Write time tolerance

Write tolerance is not a simple topic. First of all, with the introduction of Solr 7.0 we got a variety of replica types. We have NRT replicas which write data to transaction log and index data on each replica. We have TLOG type replicas which write to transaction log, but instead of indexing the data on their own they use the replication mechanism to pull the data. And finally we have the PULL replicas which do not use transaction log and only use replication mechanism to pull the data periodically from the leader shard.

However, we won’t be analyzing how each of the replica types work, but we will focus on the NRT replicas, because this type was here from the beginning of SolrCloud and what’s more this is still the default type of replicas in SolrCloud.

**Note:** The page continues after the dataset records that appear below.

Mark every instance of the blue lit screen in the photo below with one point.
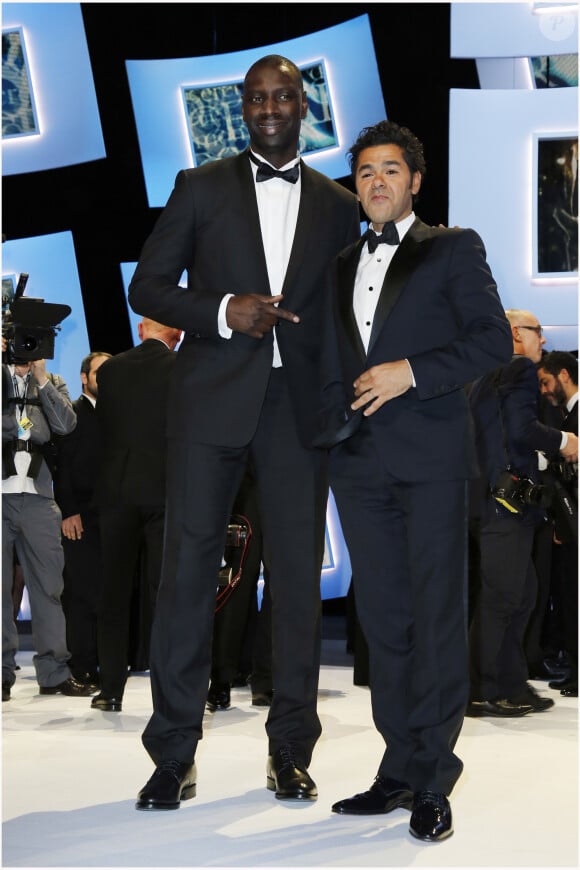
(50, 116)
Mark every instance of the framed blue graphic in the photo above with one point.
(18, 111)
(215, 125)
(188, 110)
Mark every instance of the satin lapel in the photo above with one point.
(347, 267)
(412, 250)
(305, 227)
(250, 209)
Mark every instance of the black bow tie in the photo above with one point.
(389, 236)
(265, 171)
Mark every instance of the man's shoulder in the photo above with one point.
(328, 185)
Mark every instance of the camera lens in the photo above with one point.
(28, 342)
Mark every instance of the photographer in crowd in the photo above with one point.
(558, 377)
(512, 504)
(35, 407)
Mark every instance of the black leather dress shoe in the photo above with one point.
(543, 672)
(499, 707)
(563, 682)
(172, 782)
(431, 818)
(262, 699)
(87, 678)
(70, 687)
(570, 690)
(533, 698)
(218, 696)
(288, 777)
(384, 796)
(107, 705)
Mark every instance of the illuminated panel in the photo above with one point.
(217, 130)
(344, 56)
(51, 264)
(18, 112)
(513, 29)
(555, 206)
(63, 100)
(492, 190)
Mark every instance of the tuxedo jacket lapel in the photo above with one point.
(304, 230)
(250, 206)
(412, 250)
(345, 291)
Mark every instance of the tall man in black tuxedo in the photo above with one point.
(414, 315)
(558, 378)
(75, 479)
(132, 414)
(254, 231)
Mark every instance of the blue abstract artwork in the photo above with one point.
(18, 115)
(216, 128)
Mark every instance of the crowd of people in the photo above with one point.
(310, 356)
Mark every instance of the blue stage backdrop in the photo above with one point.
(188, 110)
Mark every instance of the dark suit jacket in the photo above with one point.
(211, 227)
(438, 308)
(132, 411)
(512, 438)
(78, 462)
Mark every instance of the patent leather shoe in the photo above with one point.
(533, 698)
(87, 678)
(70, 687)
(107, 705)
(288, 777)
(499, 707)
(383, 796)
(570, 690)
(431, 818)
(262, 699)
(218, 697)
(562, 683)
(173, 782)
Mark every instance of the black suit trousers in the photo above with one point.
(498, 666)
(203, 480)
(131, 536)
(407, 544)
(82, 593)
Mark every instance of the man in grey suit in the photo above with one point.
(35, 407)
(256, 233)
(413, 316)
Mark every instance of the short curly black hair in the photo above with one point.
(389, 133)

When it comes to NRT replicas, the indexing process is as follows. The leader accepts the data, writes it into the transaction log and sends it to all its replicas (assuming all are of NRT type). Then each of the replicas writes the data to the transaction log and return the acknowledgment. At this point we know that the data is safe. Of course, somewhere in the meantime the data will also be written to the inverted index. But the question is – what will happen when not all shards will be available? I would bet on indexing not succeeding, but to be perfectly sure – let’s check that by starting two Solr instances by using the following commands

$ bin/solr start -c

$ bin/solr start -z localhost:9983 -p 6983

Next, let’s create a collection built of two shards:

$ bin/solr create_collection -c test_index -shards 2 -replicationFactor 1

Once the collection is created let’s stop one of the instances

$ bin/solr stop -p 6983

And finally let’s try indexing some data by using the following command:

$ curl -XPOST -H 'Content-type:application/json' 'localhost:8983/solr/test_index/update' -d '{
 "id" : 2,
 "name" : "Test document"
}'

As we would expect Solr returns an error:

{
  "responseHeader":{
    "status":503,
    "QTime":4011},
  "error":{
    "metadata":[
      "error-class","org.apache.solr.common.SolrException",
      "root-error-class","org.apache.solr.common.SolrException"],
    "msg":"No registered leader was found after waiting for 4000ms , collection: test_index slice: shard2 saw state=DocCollection(test_index//collections/test_index/state.json/8)={\n  \"pullReplicas\":\"0\",\n  \"replicationFactor\":\"1\",\n  \"shards\":{\n    \"shard1\":{\n      \"range\":\"80000000-ffffffff\",\n      \"state\":\"active\",\n      \"replicas\":{\"core_node3\":{\n          \"core\":\"test_index_shard1_replica_n1\",\n          \"base_url\":\"http://192.168.1.11:8983/solr\",\n          \"node_name\":\"192.168.1.11:8983_solr\",\n          \"state\":\"active\",\n          \"type\":\"NRT\",\n          \"force_set_state\":\"false\",\n          \"leader\":\"true\"}}},\n    \"shard2\":{\n      \"range\":\"0-7fffffff\",\n      \"state\":\"active\",\n      \"replicas\":{\"core_node4\":{\n          \"core\":\"test_index_shard2_replica_n2\",\n          \"base_url\":\"http://192.168.1.11:6983/solr\",\n          \"node_name\":\"192.168.1.11:6983_solr\",\n          \"state\":\"down\",\n          \"type\":\"NRT\",\n          \"force_set_state\":\"false\",\n          \"leader\":\"true\"}}}},\n  \"router\":{\"name\":\"compositeId\"},\n  \"maxShardsPerNode\":\"-1\",\n  \"autoAddReplicas\":\"false\",\n  \"nrtReplicas\":\"1\",\n  \"tlogReplicas\":\"0\"} with live_nodes=[192.168.1.11:8983_solr]",
    "code":503}}

In that case we can’t really do anything. We don’t want to manually route the data and even if we would, we don’t have a guarantee that the data would end up in one of the available shards. The best we can do is bring the missing shards back to life as soon as possible 😉

What will happen if we have multiple replicas and only some of them are missing? In that case the write should be successful and Solr should inform us how many replicas written the data (at least in its newest versions) by including the rf parameter in the response. Let’s check that out.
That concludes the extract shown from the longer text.